Kasten 2: Beispiel aus der Diagnostik (MMST)
Wiedergabe eines gesprochenen oder geschriebenen Satzes
Zu den verschiedenen Testverfahren, die bei Verdacht auf Demenz zur Anwendung kommen, gehört u. a. die Aufgabe, gesprochene Worte zu wiederholen oder einen geschriebenen Text vorzulesen.
Diese Aufgabe verlangt die Zusammenarbeit mehrerer Gehirnregionen und gibt je nach Ergebnis Aufschluss über das vorliegende Störungsbild.
Was geschieht nun im Gehirn bei dieser Aufgabenstellung?
Die akustische Aufforderung, einen Satz zu wiederholen, erreicht über das Ohr das primäre Hörzentrum, wo diese Aufforderung im sensorischen Sprachzentrum verarbeitet wird. Von dort wird diese Aufforderung an das motorische Sprachzentrum weitergeleitet. Das motorische Sprachzentrum erstellt ein »Sprechprogramm« und reicht dieses an das für die Muskelaktivitäten zuständige motorische Rindenfeld weiter. Von dort werden die zum Sprechen notwendigen Muskeln im Kopfbereich aktiviert und der Satz kann gesprochen werden.

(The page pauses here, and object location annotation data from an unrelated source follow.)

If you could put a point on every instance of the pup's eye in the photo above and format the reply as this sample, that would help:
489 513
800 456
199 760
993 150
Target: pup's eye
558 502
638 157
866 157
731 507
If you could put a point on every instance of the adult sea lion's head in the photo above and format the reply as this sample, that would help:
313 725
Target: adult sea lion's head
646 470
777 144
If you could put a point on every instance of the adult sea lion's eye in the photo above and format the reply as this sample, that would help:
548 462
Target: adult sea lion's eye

Wird der Satz nicht gesprochen, sondern als geschriebener Text vorgelegt, erreicht das »Bild des geschriebenen Satzes« über das Auge und den Sehnerv das primäre Sehzentrum. Dieses leitet den Satz an das Lesezentrum weiter, wo das »Bild« in die Lautform übersetzt und an das sensomotorische Sprachzentrum zur weiteren Verarbeitung weitergeleitet wird. Dieses wiederum leitet das dann – wie oben beschrieben – an das motorische Sprachzentrum zur Bearbeitung weiter.